A critical look at a future shaped by competing digital overlays. Using speculative methods, interviews, and a 2031 magazine, the project explores who controls what we see — and how that control reshapes the way we live.

Context

When I began this dissertation, AR and mixed reality were still seen as unrealistic or unnecessary futures. Most AR tools were novelty-based, and even within academia the idea of everyday, layered digital worlds felt too extreme. But major companies were quietly preparing for this shift. Something I noticed long before the public conversation caught up, as documented in my early research.


Focus

My interest wasn’t in testing devices or proving technical capability. I wanted to understand what happens when the interface becomes the world itself, how human behaviour, connection, and the experience of public space change when multiple companies create overlapping layers of reality.


Approach

I used speculative design to build a plausible near future, grounding it in real infrastructure timelines and early AR fieldwork. Methods included auto-ethnographic testing of existing AR apps, scenario mapping, and semi-structured interviews supported by a future-world video and a physical design probe. These tools helped participants imagine the social experience of AR without needing to use the technology directly.


Themes

Key topics emerged across the research:

  • layers of digital information shaping everyday behaviour

  • corporate ownership of visual space

  • trust, identity and autonomy within mixed reality

  • sensory and emotional impact

  • the blending of public, private, and commercial space

  • entertainment as a route to adoption


Outcomes

The project resulted in a speculative magazine set in 2031, designed to feel familiar rather than futuristic. It acted as a grounded entry point for participants to understand the scenario. A supporting video introduced the world, and the final written report brought together the insights, themes, and cultural implications.


Reflection

This project clarified my interest in how technology reshapes the way we see and relate to each other, long before devices become mainstream. It taught me that speculative design is not about predicting the future...it’s about creating space to question it.

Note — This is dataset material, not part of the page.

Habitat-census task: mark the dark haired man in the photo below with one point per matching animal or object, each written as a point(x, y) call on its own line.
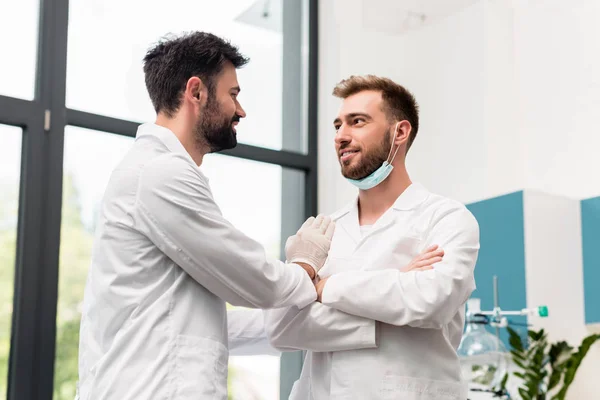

The work sits at the intersection of design, culture, and critical inquiry, and it remains a centrepiece in how I think about emerging technologies and human experience.


Looking back in 2025

This dissertation helped me understand where my practice sits: between design, culture, and critical inquiry. It taught me to look beyond any individual device, technology, or idea, and toward the human behaviours, alterations, and politics that sit beneath them.

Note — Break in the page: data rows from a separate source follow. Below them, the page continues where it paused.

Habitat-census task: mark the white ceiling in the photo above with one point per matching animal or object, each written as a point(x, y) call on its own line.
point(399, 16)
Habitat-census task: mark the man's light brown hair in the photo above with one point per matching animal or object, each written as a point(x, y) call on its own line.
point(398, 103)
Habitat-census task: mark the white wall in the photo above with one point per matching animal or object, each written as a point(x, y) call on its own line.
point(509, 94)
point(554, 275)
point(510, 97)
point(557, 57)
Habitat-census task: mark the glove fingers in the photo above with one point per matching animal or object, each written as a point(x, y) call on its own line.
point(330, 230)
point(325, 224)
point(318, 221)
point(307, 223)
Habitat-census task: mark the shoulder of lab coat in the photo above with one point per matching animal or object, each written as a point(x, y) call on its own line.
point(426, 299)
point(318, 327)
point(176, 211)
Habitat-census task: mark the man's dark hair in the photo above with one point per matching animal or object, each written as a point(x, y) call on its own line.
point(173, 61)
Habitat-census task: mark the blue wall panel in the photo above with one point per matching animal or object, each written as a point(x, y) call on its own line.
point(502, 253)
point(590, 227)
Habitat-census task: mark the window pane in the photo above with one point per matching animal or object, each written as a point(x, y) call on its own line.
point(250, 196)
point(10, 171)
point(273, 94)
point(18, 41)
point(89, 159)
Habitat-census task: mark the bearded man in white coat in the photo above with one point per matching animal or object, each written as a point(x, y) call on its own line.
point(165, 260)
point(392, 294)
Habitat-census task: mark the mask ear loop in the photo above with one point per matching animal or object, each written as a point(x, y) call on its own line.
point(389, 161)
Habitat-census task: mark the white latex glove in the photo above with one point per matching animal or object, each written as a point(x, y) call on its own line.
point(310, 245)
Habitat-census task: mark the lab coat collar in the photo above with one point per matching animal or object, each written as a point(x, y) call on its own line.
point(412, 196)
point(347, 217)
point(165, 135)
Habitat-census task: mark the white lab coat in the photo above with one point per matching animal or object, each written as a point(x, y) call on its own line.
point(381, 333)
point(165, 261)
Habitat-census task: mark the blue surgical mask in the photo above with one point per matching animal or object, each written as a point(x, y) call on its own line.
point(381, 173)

It also marked a shift in how I work. Rather than focusing on creating new technologies, I became more interested in examining the systems and implications of the ones being created around us. That shift didn’t happen instantly, but this project laid the groundwork. It pushed me toward a practice centred on exploring ideas, questioning infrastructures, and understanding their real-world impacts....a practice rooted not in making the future, but in commenting on it.